May/June 2012 Cop Talk
In
many police departments, particularly the smaller and more peaceful
ones, most of the rounds fired in the line of duty involve “humane
destruction” of injured or dangerous animals. The rabid skunk reported
by a homeowner, the deer lying plaintively in the road with its spine
shattered after it ran in front of an automobile, or the snarling dog
charging a cop who is serving a warrant.
In the Ayoob Files column in this issue, it discusses the Zanesville,
Ohio incident in which the local sheriff’s department had to euthanize
49 exotic animals that had been released upon their community by an
angry man just before he blew his own brains out. Some of those officers
were hunters — one responded to the scene with his personal Remington
700 in 7mm Magnum — and did good work with it.

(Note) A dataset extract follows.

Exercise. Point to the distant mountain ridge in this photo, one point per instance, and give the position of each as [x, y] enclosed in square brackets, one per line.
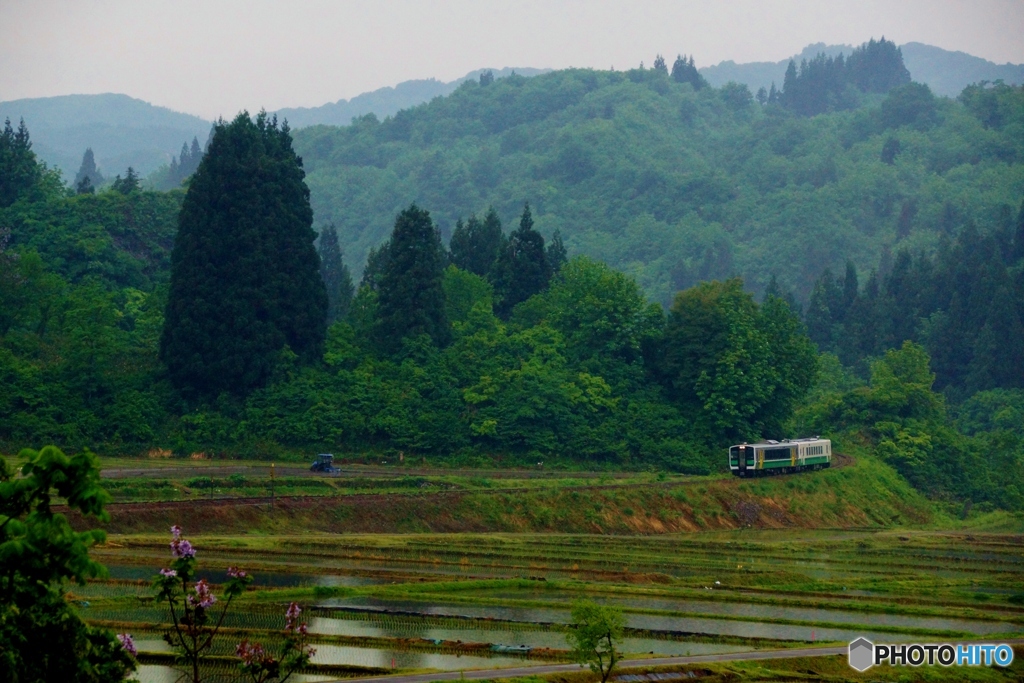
[124, 131]
[389, 100]
[945, 72]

However, the cops found no sport in it. I spoke to the Sheriff who ran
the sadly necessary containment operation, Matt Lutz, and several of the
deputies, and to a man they found it grimly depressing. Not to mention
dangerous. There were 35 lions and tigers that had to be accounted for. A
male Bengal tiger can reach 580 pounds, and a male African lion
averages 400. When I was in lion country in Africa, the professional
hunters I was with favored the .458 Magnum with 510-grain softnose
bullets. The lawmen that dealt with the Zanesville situation primarily
had 55-grain .223 ammo. These cops definitely got their daily adrenaline
requirement — but they didn’t get any sport out of it at all.